We went into the Guadalupe Mission next. The original Mission, built in 1549, was a small white church to the left of a larger, very impressive, church that was built in the 1930’s. The older church had ornately carved wooden ceiling and support beams. The whole left side of the newer one was this huge stained glass mural. In front of the Mission was their town square.
We ended the tour at, where else, Mercado Juarez, the marketplace where the vendors were very happy to see tourists (they haven’t seen too many since 9/11).
Ciudad Juarez had a dirtier, more crowded feel than El Paso, which was also pretty crowded by our standards. But the trip was fun, and we helped their economy by buying a few more trinkets.
Afterwards, we went to the El Paso Zoo. Surprisingly, since El Paso is such a large city in Texas, their zoo was the smallest zoo we have visited.
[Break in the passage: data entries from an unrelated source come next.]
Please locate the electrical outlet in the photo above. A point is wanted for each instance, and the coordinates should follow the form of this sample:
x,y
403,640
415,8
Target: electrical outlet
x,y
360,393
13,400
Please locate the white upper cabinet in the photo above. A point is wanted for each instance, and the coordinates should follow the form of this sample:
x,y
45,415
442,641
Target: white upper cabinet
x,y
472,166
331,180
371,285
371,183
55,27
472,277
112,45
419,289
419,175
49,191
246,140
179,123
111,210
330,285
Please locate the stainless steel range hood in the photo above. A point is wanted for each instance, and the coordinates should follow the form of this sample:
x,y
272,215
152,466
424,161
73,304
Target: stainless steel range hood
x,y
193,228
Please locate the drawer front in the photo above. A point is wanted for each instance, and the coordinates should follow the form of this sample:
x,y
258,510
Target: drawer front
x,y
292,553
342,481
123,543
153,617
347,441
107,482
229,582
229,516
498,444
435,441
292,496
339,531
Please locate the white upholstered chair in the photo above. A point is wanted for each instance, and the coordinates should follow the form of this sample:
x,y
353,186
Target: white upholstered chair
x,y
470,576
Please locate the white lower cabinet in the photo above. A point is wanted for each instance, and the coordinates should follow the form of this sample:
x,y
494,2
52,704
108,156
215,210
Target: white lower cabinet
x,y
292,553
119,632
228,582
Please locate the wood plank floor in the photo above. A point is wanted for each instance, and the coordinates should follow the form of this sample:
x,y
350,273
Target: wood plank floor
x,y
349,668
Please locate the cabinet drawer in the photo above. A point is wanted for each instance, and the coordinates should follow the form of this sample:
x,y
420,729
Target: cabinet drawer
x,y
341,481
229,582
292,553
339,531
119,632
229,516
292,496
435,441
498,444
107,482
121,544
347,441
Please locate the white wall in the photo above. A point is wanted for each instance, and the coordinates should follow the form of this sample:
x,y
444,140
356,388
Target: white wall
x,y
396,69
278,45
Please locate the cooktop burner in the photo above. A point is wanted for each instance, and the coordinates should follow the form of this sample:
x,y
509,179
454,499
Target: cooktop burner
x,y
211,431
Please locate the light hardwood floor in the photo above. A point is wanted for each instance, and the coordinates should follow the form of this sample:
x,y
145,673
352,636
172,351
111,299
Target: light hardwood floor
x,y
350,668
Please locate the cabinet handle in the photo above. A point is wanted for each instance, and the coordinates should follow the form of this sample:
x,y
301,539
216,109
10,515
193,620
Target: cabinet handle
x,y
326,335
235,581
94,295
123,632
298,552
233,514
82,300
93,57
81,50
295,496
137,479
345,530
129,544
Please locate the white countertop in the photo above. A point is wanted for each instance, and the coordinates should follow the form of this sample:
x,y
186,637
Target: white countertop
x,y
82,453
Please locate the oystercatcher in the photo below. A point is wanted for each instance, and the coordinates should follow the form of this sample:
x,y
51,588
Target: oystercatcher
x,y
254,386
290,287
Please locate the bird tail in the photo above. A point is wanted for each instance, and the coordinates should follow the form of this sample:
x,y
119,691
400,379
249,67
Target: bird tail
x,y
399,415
Other than a Mexican Wolf and the Nilgal (a cattle-like animal worshiped by the Hindus from India), there wasn’t much else that we hadn’t seen before.
We had a great Steak dinner at Rancher’s Grill in El Paso then retired for an early start the next morning toward New Mexico.
Fri-Sat, February 7 & 8: Las Cruces, NM
We headed north on 85 then crossed the Rio Grande into New Mexico where the road followed the river to the northern Texas/New Mexico border. From there, it was only another 20 miles to Las Cruces.